At that point, there’s a real danger of the whole subject of sex turning into a Mexican standoff. It’s silly to the point of being laughable when you look at it rationally, but that’s the point: we almost never do look at it rationally and we get wrapped up in our feelings.
And very quickly and almost universally it gets to the point where the man can’t show physical affection for his wife without it being taken as a sexual advance – she feels obligated to respond sexually and he’s tiptoeing around on eggshells trying as hard as he can to make it absolutely non-sexual or pressurising (this is, incidentally, why I think using sex as a currency in the relationship is a bad idea no matter how light-heartedly you take it at first).

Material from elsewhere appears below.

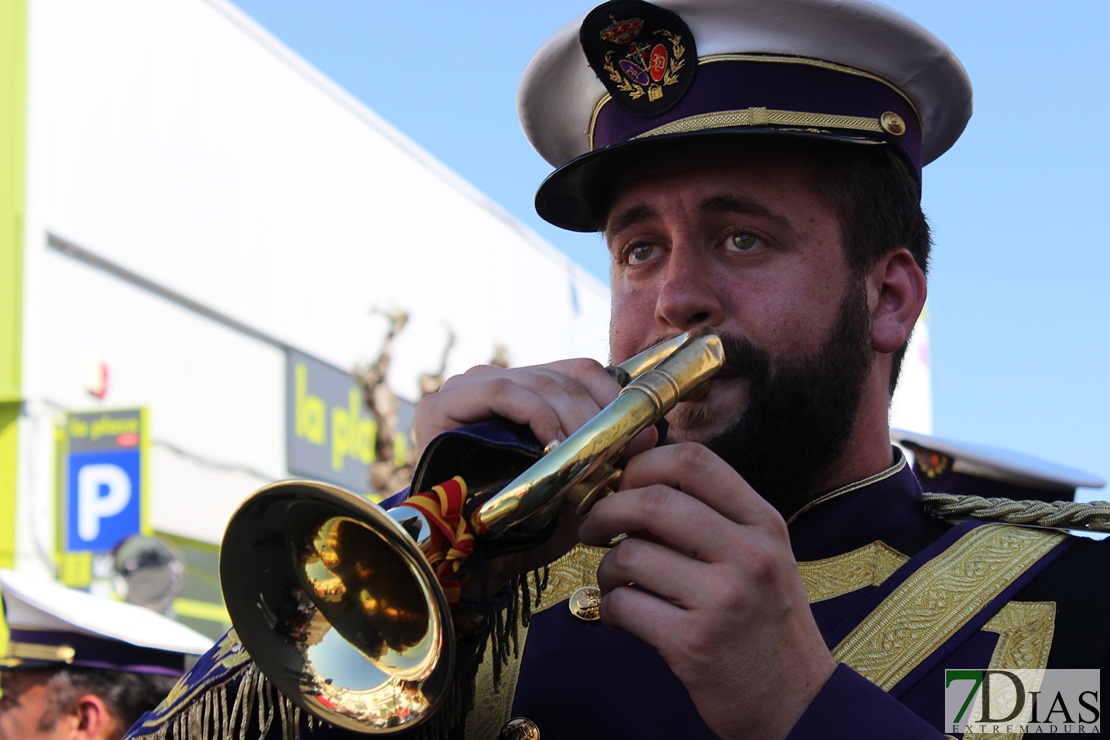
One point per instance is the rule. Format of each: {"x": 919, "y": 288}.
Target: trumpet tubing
{"x": 334, "y": 598}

It’s that fucking great big elephant in the room, isn’t it?
I’ve been there myself, with my ex. And thinking back over the years to all my girl-friends who’ve rolled their eyes about their men… “… asks me if I want a back rub… and we all know what he really wants, don’t we?”.

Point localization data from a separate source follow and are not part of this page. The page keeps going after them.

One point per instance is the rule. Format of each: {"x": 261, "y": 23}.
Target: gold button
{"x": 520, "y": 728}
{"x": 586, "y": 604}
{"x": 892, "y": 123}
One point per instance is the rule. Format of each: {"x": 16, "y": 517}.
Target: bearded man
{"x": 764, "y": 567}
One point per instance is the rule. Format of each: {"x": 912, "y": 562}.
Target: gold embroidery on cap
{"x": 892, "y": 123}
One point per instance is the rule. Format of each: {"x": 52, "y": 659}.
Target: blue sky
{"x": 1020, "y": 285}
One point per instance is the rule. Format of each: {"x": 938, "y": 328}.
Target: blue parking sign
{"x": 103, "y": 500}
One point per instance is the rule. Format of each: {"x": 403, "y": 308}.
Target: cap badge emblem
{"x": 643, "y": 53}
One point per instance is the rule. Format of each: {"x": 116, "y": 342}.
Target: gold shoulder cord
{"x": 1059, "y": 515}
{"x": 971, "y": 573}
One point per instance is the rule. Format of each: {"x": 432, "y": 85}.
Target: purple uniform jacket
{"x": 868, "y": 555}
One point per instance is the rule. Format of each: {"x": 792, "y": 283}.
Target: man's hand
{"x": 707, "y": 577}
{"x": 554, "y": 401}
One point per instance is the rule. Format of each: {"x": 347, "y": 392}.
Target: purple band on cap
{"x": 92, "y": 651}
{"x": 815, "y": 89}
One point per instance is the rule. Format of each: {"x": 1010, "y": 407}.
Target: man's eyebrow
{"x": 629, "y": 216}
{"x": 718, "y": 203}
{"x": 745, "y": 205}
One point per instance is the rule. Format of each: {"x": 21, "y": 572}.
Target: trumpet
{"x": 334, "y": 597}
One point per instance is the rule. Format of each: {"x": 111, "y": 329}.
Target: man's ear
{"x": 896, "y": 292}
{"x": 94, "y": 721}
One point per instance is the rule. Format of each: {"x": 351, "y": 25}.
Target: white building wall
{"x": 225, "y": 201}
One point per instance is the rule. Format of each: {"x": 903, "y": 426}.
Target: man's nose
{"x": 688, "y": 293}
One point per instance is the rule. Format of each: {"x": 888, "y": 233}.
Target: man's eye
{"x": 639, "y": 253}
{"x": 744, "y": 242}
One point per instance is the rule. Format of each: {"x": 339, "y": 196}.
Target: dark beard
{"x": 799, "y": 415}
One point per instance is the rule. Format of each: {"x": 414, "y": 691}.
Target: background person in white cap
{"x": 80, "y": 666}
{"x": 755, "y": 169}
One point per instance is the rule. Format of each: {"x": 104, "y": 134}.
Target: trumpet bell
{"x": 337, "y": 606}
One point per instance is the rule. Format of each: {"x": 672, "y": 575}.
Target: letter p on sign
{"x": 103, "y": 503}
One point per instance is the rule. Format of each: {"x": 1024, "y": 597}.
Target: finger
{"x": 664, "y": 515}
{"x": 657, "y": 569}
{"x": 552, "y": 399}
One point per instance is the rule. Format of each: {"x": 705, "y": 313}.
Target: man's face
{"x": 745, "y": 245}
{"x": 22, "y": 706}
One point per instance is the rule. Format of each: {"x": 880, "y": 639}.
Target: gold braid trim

Male Chastity Changes All of That
And it can change it dramatically at one stroke and quite literally overnight.
Because while a woman always does have the right to say “no”, in practice she’ll often feel obligated to return the favour with a “sympathy fuck” neither of you enjoys and both of you know wasn’t really wanted. In the words of one of my old friends, “It’s just easier to do it and avoid a row, sometimes”.
Wow. What a marvellous foundation for the intimacy of making love.
But with male chastity this obligation is removed – and no matter what overtures her man makes, she has been given explicitly the right to say “no”, even if hitherto she’d have felt “selfish”.
Rather than being “tit for tat” as this unspoken obligation has felt in the past, male chastity makes it more a case of “you do what you like, but I don’t want to make love tonight”. And because you’ve now got male chastity and ground rules working on your side, it makes everything a lot easier (paradoxically, it makes things even hotter!).
I can’t overstate how important male chastity can be in improving your entire relationship.
Wanting more and better sex isn’t shallow, although some people see it that way.
Perhaps because one way to avoid confronting a difficult and uncomfortable problem is to pretend it’s not there; and a common way to do that is to pour scorn and derision on it.
And, of course, you can still fuck it up, because if you’re a woman who’s just using male chastity as an excuse to avoid sex, then in time it’s going to blow up in your face.
Make no mistake, even though “Sarah Decides” is the rule we have in our version of male chastity, I’m still bound by the rules of what’s acceptable and what’s not acceptable – if I decided to lock and leave John and he got nothing for a year, I’d expect him to be mightily pissed off about it (and he’d be entitled to be). Taking the other extreme, if you’re a woman keeping your man in male chastity but you make him come once a day, then you’re missing the point (and missing out on most of the benefits).
Like I say…
You Both Have a Big Responsibility to the Other to Make Male Chastity Work.
Finally, he says this:
“Sarah, after several years of trying to persuade my spouse to enjoy a lifestyle of male chastity with me, we are now living it under the security of lock and key. While she is not yet as gleefully enthusiastic about it as you are, but she is embracing it more and more, week by week. Your book has helped tremendously. Thanks for keeping the dream alive!”
It’s lovely to get messages of people’s successes with male chastity and makes putting up with the shit and idiots worth it in the long run.